Rapid prototyping is the method of constructing physical objects using solid freeform fabrication. The use of rapid prototyping techniques had its start during the 1980's where it was used to build product models. Its current applications have been put into use in a wider range of objectives.

The technique can even be used in order to manufacture quality useable parts in small numbers. Rapid prototyping has even found some applications in the art scene where sculptors use the technology to create intricate shapes that become art pieces.

An improved digital rapid prototyping system makes use of computers in order to create highly accurate design pieces. A digital rapid prototyping system makes use of virtual designs usually created with the help of computer aided design or animation modeling software programs.

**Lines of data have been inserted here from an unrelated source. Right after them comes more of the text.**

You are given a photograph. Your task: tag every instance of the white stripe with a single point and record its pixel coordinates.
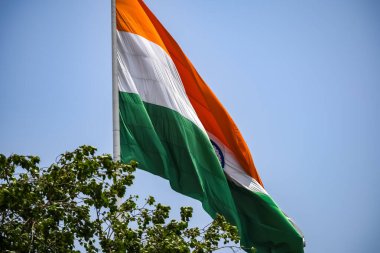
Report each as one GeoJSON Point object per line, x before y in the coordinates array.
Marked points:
{"type": "Point", "coordinates": [144, 68]}
{"type": "Point", "coordinates": [234, 171]}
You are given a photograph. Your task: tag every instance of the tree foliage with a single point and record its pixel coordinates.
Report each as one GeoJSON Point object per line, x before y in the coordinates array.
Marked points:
{"type": "Point", "coordinates": [79, 203]}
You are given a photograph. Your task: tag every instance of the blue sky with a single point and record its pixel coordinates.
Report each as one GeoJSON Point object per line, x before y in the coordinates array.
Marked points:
{"type": "Point", "coordinates": [300, 78]}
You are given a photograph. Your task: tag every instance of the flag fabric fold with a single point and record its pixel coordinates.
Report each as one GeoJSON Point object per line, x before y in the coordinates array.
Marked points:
{"type": "Point", "coordinates": [174, 125]}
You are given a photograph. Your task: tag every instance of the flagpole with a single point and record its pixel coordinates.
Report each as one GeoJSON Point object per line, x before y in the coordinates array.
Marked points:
{"type": "Point", "coordinates": [115, 89]}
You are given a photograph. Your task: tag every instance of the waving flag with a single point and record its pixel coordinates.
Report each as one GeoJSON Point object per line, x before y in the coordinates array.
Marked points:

The system then transforms the design into virtual cross sections which a special machine uses to recreate the exact design cross sections in physical space until a physical model is finished. The highly technical process enables virtual designs to take physical shape in very exact and accurate manner.

In rapid prototyping, there are usually two basic approaches to design systems being used. The approach chosen can either be formative or summative. The formative approach is being used for situations wherein the prototype is first built based on the current stage of the design. It is then tested on a control group with the results being used to integrate into the next stage of development in order to further enhance and improve on the usefulness of the current design.

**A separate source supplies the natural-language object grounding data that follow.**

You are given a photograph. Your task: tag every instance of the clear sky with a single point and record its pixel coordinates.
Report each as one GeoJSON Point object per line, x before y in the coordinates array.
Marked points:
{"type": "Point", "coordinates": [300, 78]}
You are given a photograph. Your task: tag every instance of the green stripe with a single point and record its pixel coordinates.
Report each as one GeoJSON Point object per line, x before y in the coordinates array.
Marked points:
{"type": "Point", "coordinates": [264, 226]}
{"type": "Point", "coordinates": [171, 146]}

The summative approach on the other hand takes a different course in developing product design. A single test exercise is performed at the end of the overall design enhancing process. At most times the approach is a two step stage. Following the summative approach can sometimes make it too costly to make design changes as the end stage nears.

But this approach is less time consuming and can be more cost effective initially if the projected design is seen to require little refinements when a prototype is done. But in the long run, using the formative approach will definitely be more beneficial. The main reason for this is because when a system is tested as a whole only once at the end of the design period, it may be very difficult to pin point the various flaws that may exist within the design.